En ese contexto, este miércoles la IGJ solicitó formalmente la designación de veedores en la AFA. El pedido fue elevado al Ministerio de Justicia de la Nación luego de que la entidad no cumpliera con la presentación de documentación complementaria que había sido requerida. Según trascendió, el organismo de control busca acceder a los libros contables y financieros cerrados al 30 de junio de 2025, además de información sobre las sociedades comerciales vinculadas a la conducción actual.

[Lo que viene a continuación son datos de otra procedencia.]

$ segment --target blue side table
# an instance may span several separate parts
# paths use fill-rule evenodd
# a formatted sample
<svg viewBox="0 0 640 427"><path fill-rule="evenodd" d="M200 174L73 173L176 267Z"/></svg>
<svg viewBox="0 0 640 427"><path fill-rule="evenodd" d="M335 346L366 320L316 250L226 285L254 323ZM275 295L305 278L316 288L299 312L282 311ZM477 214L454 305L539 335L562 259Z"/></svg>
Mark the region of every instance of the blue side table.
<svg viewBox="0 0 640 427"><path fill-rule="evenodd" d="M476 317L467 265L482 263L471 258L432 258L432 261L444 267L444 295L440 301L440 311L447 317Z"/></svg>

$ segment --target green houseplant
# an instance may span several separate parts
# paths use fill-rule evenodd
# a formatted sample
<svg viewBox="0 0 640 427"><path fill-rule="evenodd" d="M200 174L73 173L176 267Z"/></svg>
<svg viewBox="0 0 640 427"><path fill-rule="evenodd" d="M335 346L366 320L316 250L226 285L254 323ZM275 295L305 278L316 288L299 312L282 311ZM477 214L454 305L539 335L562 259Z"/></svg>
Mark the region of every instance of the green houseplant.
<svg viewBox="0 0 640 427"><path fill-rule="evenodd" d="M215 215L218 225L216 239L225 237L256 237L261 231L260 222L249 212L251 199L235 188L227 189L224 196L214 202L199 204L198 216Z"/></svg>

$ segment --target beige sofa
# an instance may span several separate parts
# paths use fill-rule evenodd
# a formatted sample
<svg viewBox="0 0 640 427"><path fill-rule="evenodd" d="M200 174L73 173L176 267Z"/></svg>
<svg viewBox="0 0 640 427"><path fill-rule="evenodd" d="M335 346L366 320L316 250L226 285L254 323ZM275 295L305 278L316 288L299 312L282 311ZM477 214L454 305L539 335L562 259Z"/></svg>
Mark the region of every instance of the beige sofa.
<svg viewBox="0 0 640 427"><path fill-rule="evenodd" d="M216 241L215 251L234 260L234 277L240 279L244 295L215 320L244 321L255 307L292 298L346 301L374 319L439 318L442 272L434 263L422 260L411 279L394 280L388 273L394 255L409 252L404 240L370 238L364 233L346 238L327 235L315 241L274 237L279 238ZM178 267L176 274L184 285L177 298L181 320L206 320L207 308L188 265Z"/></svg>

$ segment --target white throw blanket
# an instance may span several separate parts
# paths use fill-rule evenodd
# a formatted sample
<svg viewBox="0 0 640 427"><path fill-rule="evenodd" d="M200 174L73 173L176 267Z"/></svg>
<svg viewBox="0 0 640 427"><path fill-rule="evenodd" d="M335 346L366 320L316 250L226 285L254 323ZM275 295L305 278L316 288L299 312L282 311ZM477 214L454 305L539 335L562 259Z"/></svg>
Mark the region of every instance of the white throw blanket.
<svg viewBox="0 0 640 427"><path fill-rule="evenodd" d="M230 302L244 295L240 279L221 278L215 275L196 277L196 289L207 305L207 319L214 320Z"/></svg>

Desde el Ministerio de Justicia señalaron, a través de un comunicado, que la solicitud de veedores se apoya en “la gravedad de las irregularidades detectadas” y en la necesidad de reforzar los mecanismos de control sobre la institución.

Mientras avanzaba ese proceso, el abogado de Tapia, Gregorio Dalbón, anunció públicamente que la provincia de Buenos Aires había ratificado el cambio de jurisdicción de la AFA y rechazado la competencia de la IGJ. La decisión, tomada por la Dirección Provincial de Personas Jurídicas, fue presentada por la defensa como un respaldo clave para frenar la intervención del organismo nacional y abrir la puerta a una eventual judicialización del conflicto.

Hasta ahora, el gobierno bonaerense evitó pronunciarse oficialmente sobre el tema, pese a que la resolución fue celebrada en el entorno del presidente de la AFA. Cabe recordar que Kicillof mantiene a Tapia al frente del Ceamse, un cargo de peso dentro del entramado estatal bonaerense.

En la Casa Rosada, en cambio, relativizaron el impacto de la medida provincial. Fuentes del Ejecutivo aseguraron que la resolución “no modifica el curso de las actuaciones” y que el Ministerio de Justicia seguirá adelante con los pasos previstos tras el pedido de la IGJ. La definición final, indicaron, incluiría la designación de un contador y un abogado como veedores.

Una decisión apurada

Desde el Gobierno nacional también deslizaron críticas al modo en que se resolvió el cambio de jurisdicción. Según explicaron, la disposición firmada por la directora provincial de Personas Jurídicas, Silvia Andrea García, ni siquiera consigna con precisión la dirección de la supuesta nueva sede en Pilar. “Fue una resolución apurada, pensada para judicializar el tema y llevarlo a otro ámbito”, afirmó un funcionario.

Un dato no menor es el timing de las decisiones: la resolución bonaerense se firmó a las 15.04, cuando dos horas y media antes la IGJ ya había notificado a la AFA sobre los pasos a seguir en el marco de la investigación.

La semana pasada, la propia IGJ había rechazado el pedido de traslado de la sede social de la AFA a Pilar. La decisión se basó en una inspección al lugar indicado, donde los funcionarios constataron que no existían oficinas ni instalaciones operativas de la asociación. Para el organismo, no se trató de un cambio real de domicilio, sino de un intento de modificar la jurisdicción para quedar fuera de su alcance.

Así, la pulseada entre la AFA, la provincia de Buenos Aires y el Gobierno nacional suma tensión y abre un frente judicial que promete nuevos capítulos, con el control de los números de la entidad como telón de fondo y una disputa de poder que excede largamente lo deportivo.